To Republicans, who managed a parliamentary coup with the help of three disgruntled Democrats, transparency meant forcing a vote on a budget that until that afternoon was little more than a rumor and a collection of ideas they long said they’d enact if they were in charge. Bipartisanship had broken down and they’d been shut out of the process, they said.
Democrats said voting on a budget that they hadn’t seen and that hadn’t been through a financial analysis or public hearing was not transparent. Bipartisanship had been alive and well before Friday, and their budget, which had been released Tuesday, the 51st day of a 60-day session, was transparent even if it might not have the votes to make it to the floor. That claim seemed to overlook repeated criticism of the overall budgeting process from fiscal watchdogs like Jason Mercier of the Washington Policy Center, who noted the Senate Democrats’ budget was subjected to a hearing barely five hours after its release and the whole process was rife with hearings that didn’t meet required waiting periods.
Such actions fly in the face of rules designed to foster – wait for it – transparency.
Gov. Chris Gregoire, who also denounced Republicans for a lack of transparency, may have had a bit of standing, considering that she released a budget in November, more than a week before the Legislature came to town for a special session. It was reviewed and dissected, with a general consensus that it had something for everyone to hate. While that budget arguably was transparent, her message was a bit disingenuous: Show up after Thanksgiving, pass my budget that cuts $2 billion and axes some vital programs, ask voters to raise the sales tax to buy some programs back, go home for Christmas, and return in 2012 to focus on reforms. The only thing missing from that wish list was world peace.
The most interesting thing about these malleable definitions of transparency is that up to Friday, the budget process the public could see wasn’t that much different from last year. Budgets that account for about $30 billion in spending and span more than 200 pages of details on state programs were negotiated by a handful of legislators then scheduled for hearing on short notice.
People likely to be affected by cuts and groups that feel they bear an unfair burden of government requirements or taxes got a few minutes to express themselves. Rarely did anyone say, “Instead of cutting me, cut Program A, Policy B and Agency C” or “To cover the millions this exemption is going to cost you, raise taxes on industries X, Y and Z.” That might be a bit too transparent.
Leading Democrats like Majority Leader Lisa Brown of Spokane and Ways and Means Chairman Ed Murray of Seattle are probably right when they say things are more transparent than they were years ago. But based on the stories, that seems a pretty low standard.
Some years the state gets a budget everybody dislikes but enough people are willing to swallow and approve. This year we got Friday night’s use of a parliamentary procedure that’s invoked less often than baseball’s infield fly rule, and is probably as well understood. Great theater, but whether it makes for a better budget remains to be seen.

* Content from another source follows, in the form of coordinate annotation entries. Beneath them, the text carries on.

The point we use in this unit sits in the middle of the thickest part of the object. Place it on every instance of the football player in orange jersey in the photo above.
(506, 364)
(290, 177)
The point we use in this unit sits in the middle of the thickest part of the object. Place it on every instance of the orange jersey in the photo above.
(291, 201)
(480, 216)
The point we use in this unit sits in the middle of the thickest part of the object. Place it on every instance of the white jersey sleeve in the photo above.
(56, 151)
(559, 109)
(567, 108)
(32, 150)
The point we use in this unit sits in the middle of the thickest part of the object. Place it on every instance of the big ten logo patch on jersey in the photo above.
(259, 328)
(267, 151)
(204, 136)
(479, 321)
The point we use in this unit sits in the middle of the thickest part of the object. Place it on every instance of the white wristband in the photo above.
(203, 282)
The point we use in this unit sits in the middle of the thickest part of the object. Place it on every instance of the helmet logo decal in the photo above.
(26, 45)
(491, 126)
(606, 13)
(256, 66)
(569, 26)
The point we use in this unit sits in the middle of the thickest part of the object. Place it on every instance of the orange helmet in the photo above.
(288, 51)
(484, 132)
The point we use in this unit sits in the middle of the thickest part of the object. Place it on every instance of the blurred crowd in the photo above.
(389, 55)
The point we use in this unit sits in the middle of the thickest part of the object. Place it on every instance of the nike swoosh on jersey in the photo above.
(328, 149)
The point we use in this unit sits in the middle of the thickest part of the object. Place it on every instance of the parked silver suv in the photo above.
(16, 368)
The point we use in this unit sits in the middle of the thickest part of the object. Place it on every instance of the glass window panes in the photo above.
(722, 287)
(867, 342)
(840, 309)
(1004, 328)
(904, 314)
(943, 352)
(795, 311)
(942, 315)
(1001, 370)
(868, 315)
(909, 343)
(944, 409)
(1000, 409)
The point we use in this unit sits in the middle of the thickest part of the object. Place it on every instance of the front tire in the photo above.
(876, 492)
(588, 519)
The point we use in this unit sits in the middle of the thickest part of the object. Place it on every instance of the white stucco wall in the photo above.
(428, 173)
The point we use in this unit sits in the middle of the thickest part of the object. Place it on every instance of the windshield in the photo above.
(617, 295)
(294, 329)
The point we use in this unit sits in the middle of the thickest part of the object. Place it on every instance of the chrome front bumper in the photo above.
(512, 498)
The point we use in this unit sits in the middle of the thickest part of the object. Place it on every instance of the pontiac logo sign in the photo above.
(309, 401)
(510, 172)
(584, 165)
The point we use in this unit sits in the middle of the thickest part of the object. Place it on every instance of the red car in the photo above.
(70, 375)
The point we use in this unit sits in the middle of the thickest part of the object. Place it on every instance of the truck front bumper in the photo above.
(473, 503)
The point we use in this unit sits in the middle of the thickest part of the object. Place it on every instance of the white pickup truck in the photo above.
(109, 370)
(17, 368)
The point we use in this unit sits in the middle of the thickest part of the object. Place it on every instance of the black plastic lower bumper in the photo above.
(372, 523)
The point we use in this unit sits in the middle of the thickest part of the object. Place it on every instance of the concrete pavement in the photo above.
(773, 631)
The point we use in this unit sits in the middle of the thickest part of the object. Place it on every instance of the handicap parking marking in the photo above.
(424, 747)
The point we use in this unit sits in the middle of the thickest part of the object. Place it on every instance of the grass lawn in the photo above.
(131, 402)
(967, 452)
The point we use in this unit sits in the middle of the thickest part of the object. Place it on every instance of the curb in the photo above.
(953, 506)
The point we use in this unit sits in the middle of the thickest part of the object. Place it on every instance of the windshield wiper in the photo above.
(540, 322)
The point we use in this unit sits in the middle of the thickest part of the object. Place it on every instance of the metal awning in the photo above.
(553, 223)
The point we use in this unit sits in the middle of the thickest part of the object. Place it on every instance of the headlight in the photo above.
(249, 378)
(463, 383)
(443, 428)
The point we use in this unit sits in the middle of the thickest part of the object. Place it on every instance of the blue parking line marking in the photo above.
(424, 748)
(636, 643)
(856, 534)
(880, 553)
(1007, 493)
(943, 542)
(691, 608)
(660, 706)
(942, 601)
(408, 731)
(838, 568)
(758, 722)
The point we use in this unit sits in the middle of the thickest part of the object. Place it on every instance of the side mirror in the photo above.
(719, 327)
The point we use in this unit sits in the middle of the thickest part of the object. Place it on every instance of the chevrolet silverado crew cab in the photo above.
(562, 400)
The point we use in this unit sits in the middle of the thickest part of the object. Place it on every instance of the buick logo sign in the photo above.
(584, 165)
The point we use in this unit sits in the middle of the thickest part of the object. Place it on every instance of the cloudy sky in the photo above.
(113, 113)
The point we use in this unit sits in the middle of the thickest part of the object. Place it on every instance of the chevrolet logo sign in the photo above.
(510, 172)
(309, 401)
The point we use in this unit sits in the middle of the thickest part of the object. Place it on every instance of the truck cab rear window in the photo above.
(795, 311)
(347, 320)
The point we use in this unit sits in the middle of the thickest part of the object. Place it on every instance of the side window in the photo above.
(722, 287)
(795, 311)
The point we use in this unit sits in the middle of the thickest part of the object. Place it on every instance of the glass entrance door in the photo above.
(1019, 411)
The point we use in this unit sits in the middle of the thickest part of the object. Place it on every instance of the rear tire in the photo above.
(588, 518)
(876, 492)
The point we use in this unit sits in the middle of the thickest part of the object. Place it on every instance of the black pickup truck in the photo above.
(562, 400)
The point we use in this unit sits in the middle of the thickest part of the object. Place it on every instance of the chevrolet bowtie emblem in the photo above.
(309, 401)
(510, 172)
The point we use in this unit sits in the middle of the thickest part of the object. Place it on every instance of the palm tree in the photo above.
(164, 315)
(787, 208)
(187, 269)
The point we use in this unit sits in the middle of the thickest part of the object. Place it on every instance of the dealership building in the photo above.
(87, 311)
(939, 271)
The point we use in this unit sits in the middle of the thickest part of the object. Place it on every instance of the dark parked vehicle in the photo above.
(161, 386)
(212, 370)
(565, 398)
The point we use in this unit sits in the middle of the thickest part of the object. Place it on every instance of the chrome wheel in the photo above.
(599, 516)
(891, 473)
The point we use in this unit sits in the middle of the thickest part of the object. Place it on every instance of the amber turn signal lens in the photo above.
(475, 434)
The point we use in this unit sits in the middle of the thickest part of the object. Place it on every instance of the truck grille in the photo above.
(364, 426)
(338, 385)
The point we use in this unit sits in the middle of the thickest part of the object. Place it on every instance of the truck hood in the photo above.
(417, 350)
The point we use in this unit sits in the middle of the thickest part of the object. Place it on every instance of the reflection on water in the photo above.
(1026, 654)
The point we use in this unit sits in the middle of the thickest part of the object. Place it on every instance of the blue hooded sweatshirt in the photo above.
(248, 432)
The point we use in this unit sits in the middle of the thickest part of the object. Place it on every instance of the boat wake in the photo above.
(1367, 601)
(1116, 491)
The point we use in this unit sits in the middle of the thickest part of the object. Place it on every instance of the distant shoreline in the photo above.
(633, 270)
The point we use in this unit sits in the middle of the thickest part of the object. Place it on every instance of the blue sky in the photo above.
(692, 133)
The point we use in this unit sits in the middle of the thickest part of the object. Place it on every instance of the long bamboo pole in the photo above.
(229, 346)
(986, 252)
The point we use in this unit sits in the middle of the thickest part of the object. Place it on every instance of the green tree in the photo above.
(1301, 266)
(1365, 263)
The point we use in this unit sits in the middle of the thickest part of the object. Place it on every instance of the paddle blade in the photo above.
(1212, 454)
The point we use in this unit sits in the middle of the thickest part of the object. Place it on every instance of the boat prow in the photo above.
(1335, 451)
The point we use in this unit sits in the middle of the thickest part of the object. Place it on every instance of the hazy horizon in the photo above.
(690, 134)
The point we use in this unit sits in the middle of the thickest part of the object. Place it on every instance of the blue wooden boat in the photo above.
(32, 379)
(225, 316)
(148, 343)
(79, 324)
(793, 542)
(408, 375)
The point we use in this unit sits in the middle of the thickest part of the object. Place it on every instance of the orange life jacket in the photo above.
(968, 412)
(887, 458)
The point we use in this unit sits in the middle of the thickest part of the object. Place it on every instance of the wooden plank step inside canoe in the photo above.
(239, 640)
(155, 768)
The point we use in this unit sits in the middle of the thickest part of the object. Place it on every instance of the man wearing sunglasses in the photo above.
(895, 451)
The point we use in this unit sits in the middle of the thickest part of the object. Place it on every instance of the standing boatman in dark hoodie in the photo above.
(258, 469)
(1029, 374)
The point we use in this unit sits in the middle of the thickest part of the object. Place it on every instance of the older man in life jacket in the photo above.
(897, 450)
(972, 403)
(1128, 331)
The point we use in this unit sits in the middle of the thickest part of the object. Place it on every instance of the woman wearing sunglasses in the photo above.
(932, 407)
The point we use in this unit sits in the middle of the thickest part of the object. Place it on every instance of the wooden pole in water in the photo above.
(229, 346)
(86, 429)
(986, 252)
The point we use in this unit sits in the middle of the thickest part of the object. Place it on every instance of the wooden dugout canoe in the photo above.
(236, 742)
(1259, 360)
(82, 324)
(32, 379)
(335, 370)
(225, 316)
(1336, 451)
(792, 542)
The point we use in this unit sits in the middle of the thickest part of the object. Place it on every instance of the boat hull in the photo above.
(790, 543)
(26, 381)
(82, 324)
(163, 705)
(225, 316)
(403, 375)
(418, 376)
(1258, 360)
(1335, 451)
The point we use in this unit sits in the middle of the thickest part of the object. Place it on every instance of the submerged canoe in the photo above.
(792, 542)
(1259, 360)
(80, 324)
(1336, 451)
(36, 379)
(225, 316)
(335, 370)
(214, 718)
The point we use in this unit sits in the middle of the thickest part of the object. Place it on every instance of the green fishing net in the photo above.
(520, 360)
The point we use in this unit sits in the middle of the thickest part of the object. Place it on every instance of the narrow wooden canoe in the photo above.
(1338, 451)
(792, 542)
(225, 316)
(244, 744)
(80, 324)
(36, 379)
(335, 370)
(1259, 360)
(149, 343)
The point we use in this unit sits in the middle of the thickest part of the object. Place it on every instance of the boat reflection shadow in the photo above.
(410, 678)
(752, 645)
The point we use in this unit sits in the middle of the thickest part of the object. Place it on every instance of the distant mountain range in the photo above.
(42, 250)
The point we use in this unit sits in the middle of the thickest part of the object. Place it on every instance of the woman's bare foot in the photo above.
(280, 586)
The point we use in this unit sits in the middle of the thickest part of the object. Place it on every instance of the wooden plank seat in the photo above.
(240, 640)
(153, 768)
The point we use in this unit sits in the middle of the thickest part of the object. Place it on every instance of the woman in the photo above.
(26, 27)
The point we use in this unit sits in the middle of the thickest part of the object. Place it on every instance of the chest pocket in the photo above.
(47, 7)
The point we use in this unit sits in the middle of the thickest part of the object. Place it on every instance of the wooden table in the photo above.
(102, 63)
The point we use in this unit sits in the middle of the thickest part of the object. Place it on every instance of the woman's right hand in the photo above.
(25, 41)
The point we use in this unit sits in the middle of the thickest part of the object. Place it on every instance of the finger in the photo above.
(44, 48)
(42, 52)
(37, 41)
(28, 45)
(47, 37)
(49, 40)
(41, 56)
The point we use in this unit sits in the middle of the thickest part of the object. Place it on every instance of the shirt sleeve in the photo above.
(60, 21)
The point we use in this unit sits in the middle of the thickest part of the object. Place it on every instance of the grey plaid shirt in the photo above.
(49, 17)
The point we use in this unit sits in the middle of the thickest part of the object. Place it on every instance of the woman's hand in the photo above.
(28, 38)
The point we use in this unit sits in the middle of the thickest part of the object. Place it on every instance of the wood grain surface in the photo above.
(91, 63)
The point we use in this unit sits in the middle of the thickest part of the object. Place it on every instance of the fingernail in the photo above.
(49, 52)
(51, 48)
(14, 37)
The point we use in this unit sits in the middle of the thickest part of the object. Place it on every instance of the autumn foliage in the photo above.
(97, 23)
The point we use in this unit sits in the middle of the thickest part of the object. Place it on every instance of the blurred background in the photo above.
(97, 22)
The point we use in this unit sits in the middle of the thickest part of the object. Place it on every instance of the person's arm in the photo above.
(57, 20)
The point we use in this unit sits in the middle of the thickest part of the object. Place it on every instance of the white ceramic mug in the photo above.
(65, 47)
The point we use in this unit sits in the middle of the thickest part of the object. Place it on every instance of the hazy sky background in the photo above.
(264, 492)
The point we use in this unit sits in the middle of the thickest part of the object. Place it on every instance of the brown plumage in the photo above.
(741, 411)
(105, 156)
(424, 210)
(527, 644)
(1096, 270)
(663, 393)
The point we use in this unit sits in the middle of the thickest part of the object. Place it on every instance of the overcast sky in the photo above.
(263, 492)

Murray said adding more time for the public to study and vet the budgets is next to impossible for a 60-day session with part-time legislators. He’s right, if they keep the current schedule where the calendar starts the first week of January, and the days fall away without break, even for weekends when no one’s around.
But how difficult would it be to pass an amendment to break the session in half, with a rule that each party in each chamber must release a budget at the end of 30 days, then take a week or two off before holding hearings and finishing the spending decisions? At the start of the second half, Ways and Means committees would be required to hold simultaneous hearings on both party’s budgets, giving the public a chance to compare and contrast, not just comment.
It could mean that when the two parties have different views of transparency, the public might be better able to determine whose truth approaches reality. And when legislators push out the inevitable last-minute compromise, more people will feel like they’re looking through the window with the cops, not staring at the mirror with the perp.